We stayed at the Ocean Crest motel….very cheap accommodation, dog friendly, but oozing fumes from its ‘take away kitchen’ at night…..not one we’ll EVER return to.
Victor Harbour, known by the Ramindjeri people as Nulcoowarra, is a coastal town. Since 1860’s, horse-drawn trams have transferred goods across the causeway to the Granite Island settlement …..home to a wild penguin colony. Lynne and I booked to be transported to Granite Island on the first morning trip, but discovered they had rescheduled the tramway timings by an hour…so we walked across instead. I loved seeing Rebecca Rose’s ‘In Awe’, comprising 56 oars collected from rowing clubs across NZ – reflecting on the circumstances that precipitated ancestors to pick up their oars and make those journeys. Good exercise for the morning and we got to catch the first horse back….haha!
We picked Stef up and headed for a walk of a section of the Victor Harbour Heritage Trail, from Petrel Cove towards Kings Beach, probably about 4kms return. Absolutely breathtakingly beautiful coastline……a challenge for photos because of the angle of the sun. Stef, Lynne and Mitzy really enjoying the environs!

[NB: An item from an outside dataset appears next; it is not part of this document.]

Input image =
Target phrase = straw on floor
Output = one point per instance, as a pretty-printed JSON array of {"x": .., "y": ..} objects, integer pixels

A short drive from Victor Harbour to the Hindmarsh Valley, and there’s a short walk down about 200 steps to the official lookout to see the Hindmarsh Falls, but you can peep through the trees on the descent, to see water cascading over numerous pools.
Off to Goolwa the following day, a historic river port on the Murray River, where the Murray mouth and South Ocean meet and gateway to the Coorong National Park – of enormous cultural significance to the Ngarrindjeri people, with ancient mounds of discarded shells throughout the park revealing archaeological evidence of campsites over thousands of years. Also where ‘Storm Boy’ was filmed in 1976.

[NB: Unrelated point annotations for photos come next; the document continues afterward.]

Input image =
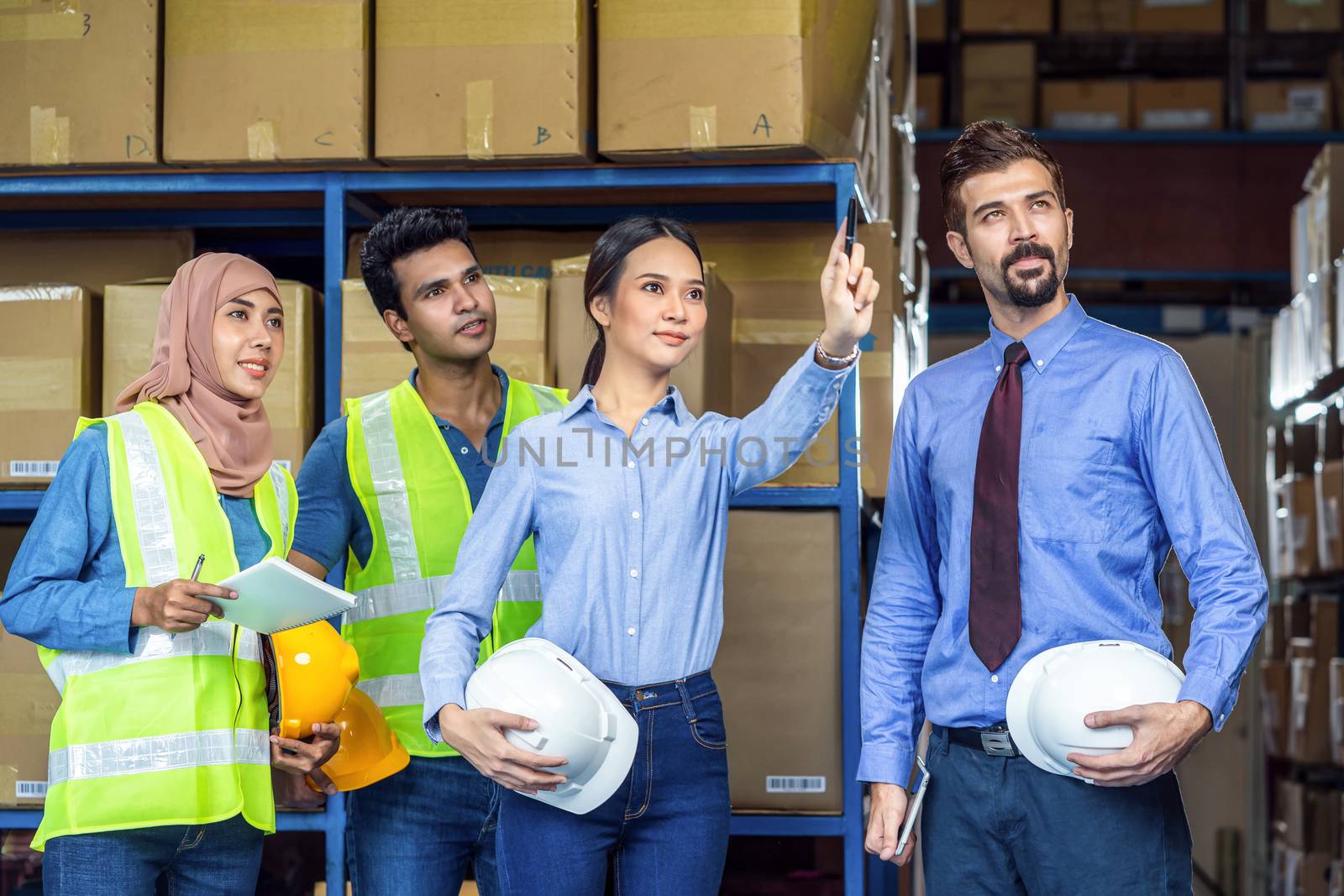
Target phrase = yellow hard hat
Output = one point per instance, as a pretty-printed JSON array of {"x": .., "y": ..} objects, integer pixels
[
  {"x": 315, "y": 673},
  {"x": 369, "y": 747}
]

Saltwater Cafe for lunch, with Mitzy in our bad books, because of her barky behaviour vis-a-vis other tethered (and ‘chilled’) canines.

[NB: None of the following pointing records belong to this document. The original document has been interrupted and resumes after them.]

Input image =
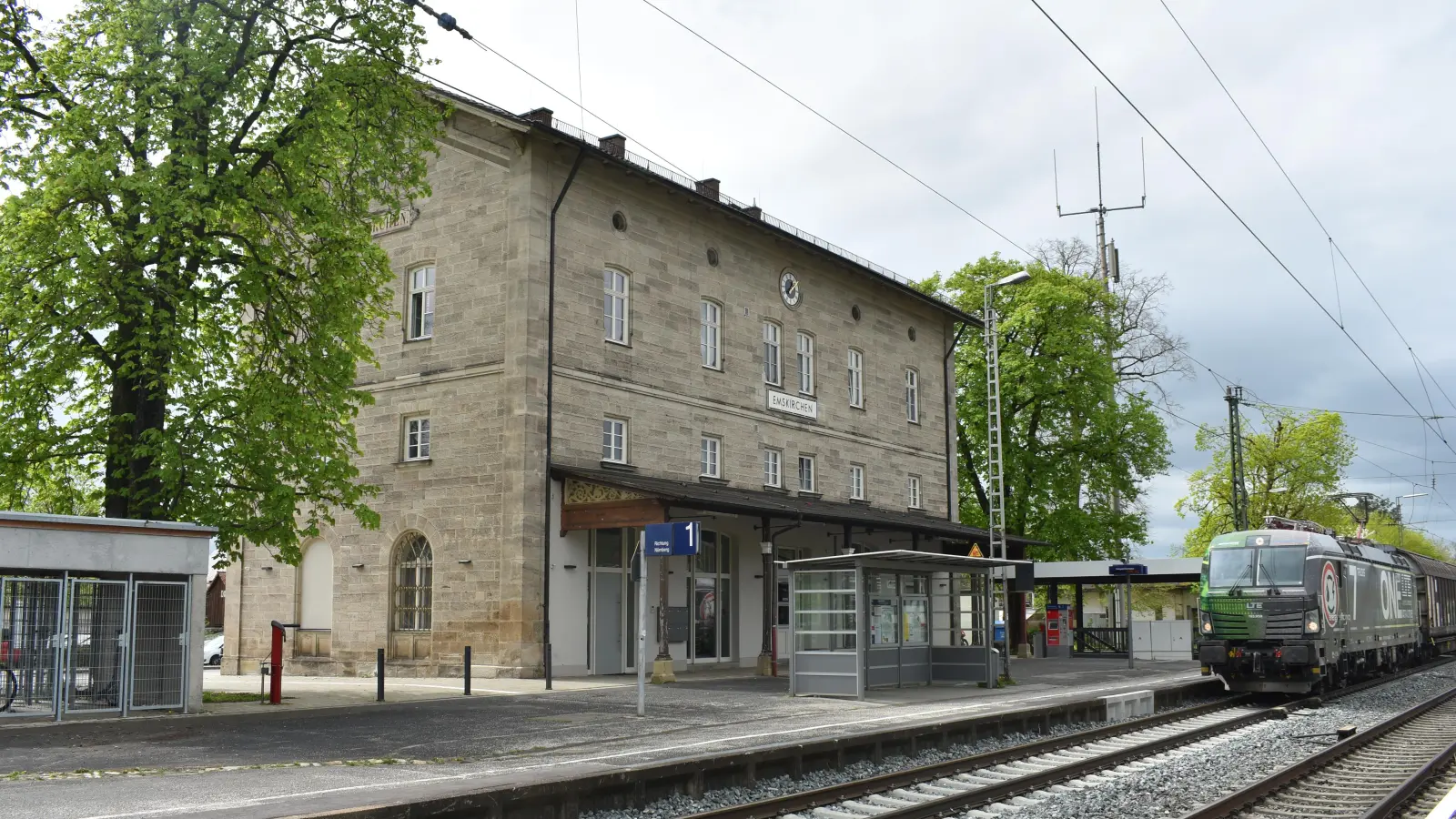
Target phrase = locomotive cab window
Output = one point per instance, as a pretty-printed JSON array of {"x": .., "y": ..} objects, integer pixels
[
  {"x": 1281, "y": 566},
  {"x": 1229, "y": 567},
  {"x": 1264, "y": 567}
]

We did a lovely drive along the Goolwa waterways towards the Barrage, a dam constructed in 1940, to restrict salt water ingress into the river during tidal events, as well as maintaining water levels in the lower lakes. Lots of birds gather here: we saw terns, grey herons and pelicans.
Then across the bridge to Hindmarsh Island. Captain Charles Sturt stood on the highest point on the island when he identified and mapped the mouth of the River Murray. We looked for Cape Barren geese but alas, none in sight. Just did a stroll along the waterfront.
We stopped off at the award-winning ArtWorx gallery, just out of Goolwa. Fantastic paintings by local and interstate artists, indoor and outdoor sculptures, jewellery, ceramics and artisan timber works – so much to see and delight in. I had to get “the Climber”…and 3 flying pelicans for Lynne.
Another highlight of our trip was the beautiful Port Elliott, situated on sheltered Horseshoe Bay, a small bay off the much larger Encounter Bay. The port was established to provide a safe seaport for Murray River trade which terminated at Goolwa. Goods and passengers were carried between Goolwa and Port Elliott on the first public railway in Australia completed in 1854. We strolled over a part of the Harbourmaster’s Walking Trail with delightful coastal views.
Overnighter at Victor Harbour, with a delish dinner at the Golf Club bistro.
And bid a fond farewell to the area next morning @ Qahwa Coffee Roasters Espresso Bar for brekkie – with a view of the Fleurieu volleyball courts next door! Only in SA!